Natural Hand Accord
The Natural Hand Accord, in its numerous forms, is the only policy agreed upon and enforced by all the nations of Arcatia, the closest thing the planet has to an international law. It states, quite simply, that no human being may be maintained beyond their natural time by permanent transfer to a living or nonliving host not created entirely of their own unaltered cells. In short, that immortality, be it mechanical or medical, is not to be allowed.
The Accord was drawn up long after Absolon Universal first demonstrated successful transfer (or at least indistinguishable recreation) of a human consciousness in a digital medium in 126 SEC. It was not until Eterrin Innovations used cellular transdifferentiation to create ‘artificial youth’, nearly two centuries later, that the world demanded an end to immortality. Though the Absolon method was theoretically much more affordable and would never need to be repeated (which the Eterrin would every 80 years or so, not to mention the fact that the Eterrin solution left one vulnerable to death by anything but old age), it was also doubtful that the digital consciousness was an actual continuation of the original life and not merely a perfect recreation (in effect, one could still be very much dead, and simply have a virtual self that lived on).
The moral and sociopolitical cases against eternal life were strong, but in the end the economic argument won out. A permanent elite threatened innovation and adaptability, and would theoretically cripple the ‘invisible hand’ of the market, resulting in stagnation and finally the potential death of the private sector altogether as it was crushed in the grip of an ‘unnatural hand’. It was this conclusion that finally convinced the corporate figureheads (most capable of paying for either process) to stand against it, as well as what lent the eventual agreement its name.

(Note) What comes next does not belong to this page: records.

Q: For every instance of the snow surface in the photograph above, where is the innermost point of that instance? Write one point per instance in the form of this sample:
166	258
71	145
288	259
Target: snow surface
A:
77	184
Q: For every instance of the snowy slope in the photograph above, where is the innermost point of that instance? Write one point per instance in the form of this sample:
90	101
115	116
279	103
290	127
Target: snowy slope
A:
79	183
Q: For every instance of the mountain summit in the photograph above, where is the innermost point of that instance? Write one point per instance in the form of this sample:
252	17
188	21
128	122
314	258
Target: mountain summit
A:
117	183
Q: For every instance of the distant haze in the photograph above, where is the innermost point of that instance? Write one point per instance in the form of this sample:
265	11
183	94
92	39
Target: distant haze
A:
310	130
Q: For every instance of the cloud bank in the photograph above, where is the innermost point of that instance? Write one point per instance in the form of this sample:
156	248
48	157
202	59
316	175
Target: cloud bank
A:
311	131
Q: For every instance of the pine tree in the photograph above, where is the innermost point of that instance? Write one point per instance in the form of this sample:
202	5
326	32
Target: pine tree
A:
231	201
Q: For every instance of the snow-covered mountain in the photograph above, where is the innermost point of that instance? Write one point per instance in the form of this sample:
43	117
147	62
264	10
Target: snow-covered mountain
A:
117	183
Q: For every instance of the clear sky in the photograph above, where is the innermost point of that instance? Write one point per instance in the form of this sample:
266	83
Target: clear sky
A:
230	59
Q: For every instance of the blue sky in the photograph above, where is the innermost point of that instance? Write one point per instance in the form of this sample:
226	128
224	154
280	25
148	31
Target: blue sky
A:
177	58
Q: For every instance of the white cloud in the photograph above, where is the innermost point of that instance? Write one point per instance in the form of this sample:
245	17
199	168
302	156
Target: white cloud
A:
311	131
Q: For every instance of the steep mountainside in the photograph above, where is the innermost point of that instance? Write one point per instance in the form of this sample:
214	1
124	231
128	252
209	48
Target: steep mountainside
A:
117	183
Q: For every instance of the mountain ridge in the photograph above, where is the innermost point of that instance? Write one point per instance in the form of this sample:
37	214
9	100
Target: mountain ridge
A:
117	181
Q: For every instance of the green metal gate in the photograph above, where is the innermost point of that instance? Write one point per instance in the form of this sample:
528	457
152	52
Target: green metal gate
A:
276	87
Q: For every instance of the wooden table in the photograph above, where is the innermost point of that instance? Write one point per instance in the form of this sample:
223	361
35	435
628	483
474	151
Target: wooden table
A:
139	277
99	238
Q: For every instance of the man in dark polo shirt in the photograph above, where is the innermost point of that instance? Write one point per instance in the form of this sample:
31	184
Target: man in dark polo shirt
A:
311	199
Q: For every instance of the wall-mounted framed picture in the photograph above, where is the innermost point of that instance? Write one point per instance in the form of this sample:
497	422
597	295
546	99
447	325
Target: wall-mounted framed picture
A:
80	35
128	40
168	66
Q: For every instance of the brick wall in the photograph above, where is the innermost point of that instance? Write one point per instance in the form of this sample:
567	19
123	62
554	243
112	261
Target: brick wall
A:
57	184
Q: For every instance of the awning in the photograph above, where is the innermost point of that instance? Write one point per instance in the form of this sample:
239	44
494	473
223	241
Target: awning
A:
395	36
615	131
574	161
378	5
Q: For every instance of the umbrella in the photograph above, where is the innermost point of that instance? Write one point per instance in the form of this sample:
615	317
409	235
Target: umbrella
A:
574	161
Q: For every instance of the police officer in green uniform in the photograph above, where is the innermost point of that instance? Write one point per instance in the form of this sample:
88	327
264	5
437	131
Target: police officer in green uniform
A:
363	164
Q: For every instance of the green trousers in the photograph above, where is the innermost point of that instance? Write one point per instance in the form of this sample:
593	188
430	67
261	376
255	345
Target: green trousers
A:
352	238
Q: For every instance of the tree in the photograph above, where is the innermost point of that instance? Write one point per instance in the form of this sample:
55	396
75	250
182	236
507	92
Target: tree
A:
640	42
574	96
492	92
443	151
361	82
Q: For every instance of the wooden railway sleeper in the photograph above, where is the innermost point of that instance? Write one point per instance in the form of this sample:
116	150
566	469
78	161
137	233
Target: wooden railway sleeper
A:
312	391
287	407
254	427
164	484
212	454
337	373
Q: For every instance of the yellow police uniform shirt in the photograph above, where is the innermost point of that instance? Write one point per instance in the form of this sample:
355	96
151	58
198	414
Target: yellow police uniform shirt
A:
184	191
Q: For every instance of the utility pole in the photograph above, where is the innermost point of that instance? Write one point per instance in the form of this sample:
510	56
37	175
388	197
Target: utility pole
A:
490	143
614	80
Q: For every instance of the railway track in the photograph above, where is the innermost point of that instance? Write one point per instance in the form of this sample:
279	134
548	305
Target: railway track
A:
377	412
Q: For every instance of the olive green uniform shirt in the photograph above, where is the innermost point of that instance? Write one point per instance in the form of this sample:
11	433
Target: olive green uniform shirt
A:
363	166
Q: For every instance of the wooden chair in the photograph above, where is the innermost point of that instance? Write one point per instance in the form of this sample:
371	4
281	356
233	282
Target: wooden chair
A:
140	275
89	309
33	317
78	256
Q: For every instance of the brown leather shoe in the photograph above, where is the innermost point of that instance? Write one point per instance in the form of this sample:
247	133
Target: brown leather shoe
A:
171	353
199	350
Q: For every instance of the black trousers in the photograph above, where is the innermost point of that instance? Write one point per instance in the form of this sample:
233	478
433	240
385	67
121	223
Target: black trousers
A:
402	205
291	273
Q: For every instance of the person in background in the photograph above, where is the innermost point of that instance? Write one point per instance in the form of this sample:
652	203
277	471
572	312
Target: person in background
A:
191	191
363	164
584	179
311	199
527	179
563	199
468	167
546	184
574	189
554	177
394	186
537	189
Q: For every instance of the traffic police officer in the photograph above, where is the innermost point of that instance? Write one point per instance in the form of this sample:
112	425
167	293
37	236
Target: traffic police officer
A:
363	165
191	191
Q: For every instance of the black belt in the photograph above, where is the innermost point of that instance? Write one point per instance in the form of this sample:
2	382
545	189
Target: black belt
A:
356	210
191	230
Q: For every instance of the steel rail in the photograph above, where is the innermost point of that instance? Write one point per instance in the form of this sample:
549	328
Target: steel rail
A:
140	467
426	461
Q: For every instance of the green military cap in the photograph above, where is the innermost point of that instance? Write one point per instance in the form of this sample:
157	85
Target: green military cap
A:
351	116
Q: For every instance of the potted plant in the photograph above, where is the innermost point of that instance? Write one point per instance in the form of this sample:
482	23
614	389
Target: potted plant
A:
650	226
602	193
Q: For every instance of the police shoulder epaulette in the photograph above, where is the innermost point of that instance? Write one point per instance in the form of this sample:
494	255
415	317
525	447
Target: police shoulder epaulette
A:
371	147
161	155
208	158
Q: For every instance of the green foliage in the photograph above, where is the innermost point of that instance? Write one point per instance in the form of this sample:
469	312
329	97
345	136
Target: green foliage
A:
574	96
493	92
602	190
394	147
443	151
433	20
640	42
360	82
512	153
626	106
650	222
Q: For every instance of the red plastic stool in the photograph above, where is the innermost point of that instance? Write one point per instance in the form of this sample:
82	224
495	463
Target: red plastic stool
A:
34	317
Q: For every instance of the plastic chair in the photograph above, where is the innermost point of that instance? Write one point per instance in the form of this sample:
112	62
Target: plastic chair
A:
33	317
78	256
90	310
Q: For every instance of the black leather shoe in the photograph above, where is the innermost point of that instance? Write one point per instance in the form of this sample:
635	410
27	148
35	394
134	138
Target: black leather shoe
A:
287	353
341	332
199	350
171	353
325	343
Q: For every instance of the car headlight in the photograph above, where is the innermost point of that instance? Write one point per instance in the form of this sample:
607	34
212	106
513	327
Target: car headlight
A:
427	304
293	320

It is worth noting that ‘immortals’ created before the accord were unaffected. Of the 14 Eterrin test cases (including 3 members of the Board of Directors and 1 Serican Global Councilor), 9 opted for suicide in their early hundreds, 1 was assassinated, 2 died of unrelated accidents, and the final 2 (both Board members) lived to 187 and 212 respectively. It is unknown how many of Absolon’s ‘digital immortals’ were created, but is suspected that a large number remain intact. Concerns that these individuals are effectively prisoners in an Absolon server have fallen on deaf ears, and the company claims that while some have opted for termination and been granted their request, the remainder continue to actively serve the corporation to this day. As the last Eterrin subject died during The Reformation War, these are the only immortals still on Arcatia, the oldest of which could have lived for 345 years in their second life.